De la fumée et du smog s’échappent bel et bien des cheminées de ces générateurs, mais sont sans conséquence. Le concept de pollution brille par son absence, tout comme celui d’épuisement des ressources.

Une fois installé sur la source, votre extracteur en siphonnera le précieux contenu tant et aussi longtemps qu’il sera alimenté en énergie. Bref, d’autres aspects qui auraient pu contribuer au volet stratégique du jeu, mais qui ne viendront pas inquiéter le joueur.

Une structure narrative à revoir

En matière de structure narrative, celle de Satisfactory, bien qu’intéressante, est pour le moment plutôt mince et mériterait d’être revue.

En gros, vous enfilez l’uniforme d’un ingénieur-explorateur de FICSIT inc., une entreprise d’envergure galactique qui vous fait vite comprendre que vous n’êtes qu’un pion parmi tant d’autres dans son ambitieux « Project Assembly ». Une voix robotique vous rappelle de temps à autre que vos efforts sont au service de vos suzerains industriels et qu’il vous faut respecter d’énigmatiques « protocoles ». Mais une fois ces messages terminés, le joueur reprend tout bonnement son travail en toute liberté, sans que ses choix aient de réelles conséquences.

Ainsi, le sentiment de liberté que procure Satisfactory, autant dans l’exploration que dans la construction, couplé à son ton général très serein rend ce récit entrepreneurial sous-jacent déphasé. L’idée d’une mégaentreprise froide qui vous déprécie malgré votre travail essentiel n’est pas mauvaise en soi, mais sans réelle présence dans la mécanique du jeu, son arrimage est raté.

Pour un jeu en accès anticipé, Satisfactory offre une expérience fluide et très bien optimisée. Bien sûr, on doit s’attendre à quelques bogues ici et là. On a observé, par exemple, quelques bogues graphiques, notamment des éléments du décor qui apparaissent et disparaissent momentanément, ou encore quelques chutes dans la cadence d’images par seconde. Rien qui rende le jeu injouable, cependant.

Pour ce qui est des contrôles, la courbe d’apprentissage est on ne peut plus intuitive.

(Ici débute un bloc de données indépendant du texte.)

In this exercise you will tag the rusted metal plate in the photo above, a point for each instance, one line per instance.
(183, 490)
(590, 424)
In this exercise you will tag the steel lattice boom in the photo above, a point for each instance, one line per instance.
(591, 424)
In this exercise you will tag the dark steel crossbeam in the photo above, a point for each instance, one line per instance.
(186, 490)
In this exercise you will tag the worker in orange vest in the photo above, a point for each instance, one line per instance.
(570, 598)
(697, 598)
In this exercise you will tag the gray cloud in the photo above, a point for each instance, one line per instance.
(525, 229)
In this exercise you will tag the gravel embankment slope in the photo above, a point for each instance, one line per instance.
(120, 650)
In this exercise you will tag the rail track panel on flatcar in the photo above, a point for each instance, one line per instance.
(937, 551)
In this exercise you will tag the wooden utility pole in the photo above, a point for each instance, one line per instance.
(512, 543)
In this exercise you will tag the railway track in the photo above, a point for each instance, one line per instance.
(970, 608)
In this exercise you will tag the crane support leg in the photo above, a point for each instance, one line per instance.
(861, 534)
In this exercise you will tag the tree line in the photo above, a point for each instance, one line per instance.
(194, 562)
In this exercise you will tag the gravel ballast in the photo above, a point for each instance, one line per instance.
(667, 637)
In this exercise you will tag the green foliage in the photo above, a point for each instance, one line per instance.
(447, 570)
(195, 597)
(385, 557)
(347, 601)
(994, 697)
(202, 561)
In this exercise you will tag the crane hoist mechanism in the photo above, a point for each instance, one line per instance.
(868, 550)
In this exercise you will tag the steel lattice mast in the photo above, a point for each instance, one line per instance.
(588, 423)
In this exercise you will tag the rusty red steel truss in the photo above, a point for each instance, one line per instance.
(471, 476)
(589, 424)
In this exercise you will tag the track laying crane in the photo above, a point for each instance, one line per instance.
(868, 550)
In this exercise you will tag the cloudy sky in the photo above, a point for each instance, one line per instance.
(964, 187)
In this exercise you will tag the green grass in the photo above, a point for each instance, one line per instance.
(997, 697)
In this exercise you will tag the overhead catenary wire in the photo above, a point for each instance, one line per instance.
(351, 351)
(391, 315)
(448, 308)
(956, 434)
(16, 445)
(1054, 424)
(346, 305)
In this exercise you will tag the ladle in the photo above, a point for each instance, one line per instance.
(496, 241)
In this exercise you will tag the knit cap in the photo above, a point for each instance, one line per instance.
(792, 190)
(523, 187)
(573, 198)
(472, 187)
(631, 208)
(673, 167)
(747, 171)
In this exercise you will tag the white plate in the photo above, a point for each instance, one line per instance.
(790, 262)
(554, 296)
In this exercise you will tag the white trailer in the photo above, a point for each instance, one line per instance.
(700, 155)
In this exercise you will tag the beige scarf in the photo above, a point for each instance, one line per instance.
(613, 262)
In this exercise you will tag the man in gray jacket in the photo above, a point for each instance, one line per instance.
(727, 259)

L’interface est claire et ne nous bombarde pas d’informations superflues. Heureusement, le coefficient de difficulté se trouve ailleurs, là où il doit être, c’est-à-dire dans la manière d’aborder les objectifs et de résoudre les problèmes logistiques que l’environnement — et le joueur lui-même — génère.

Le point de vue subjectif en 3D a l’avantage d’être immersif et, en l’occurrence, de permettre la construction à la verticale, ce qui est bien utile pour brider l’expansion de son œuvre. Pour une vue d’ensemble de son usine, le joueur peut ériger des tours qui lui donneront une perspective presque à vol d’oiseau.

Satisfactory

Développé et publié par Coffee Stain Studios. Disponible en accès anticipé sur PC via Epic Game Store et bientôt sur Steam.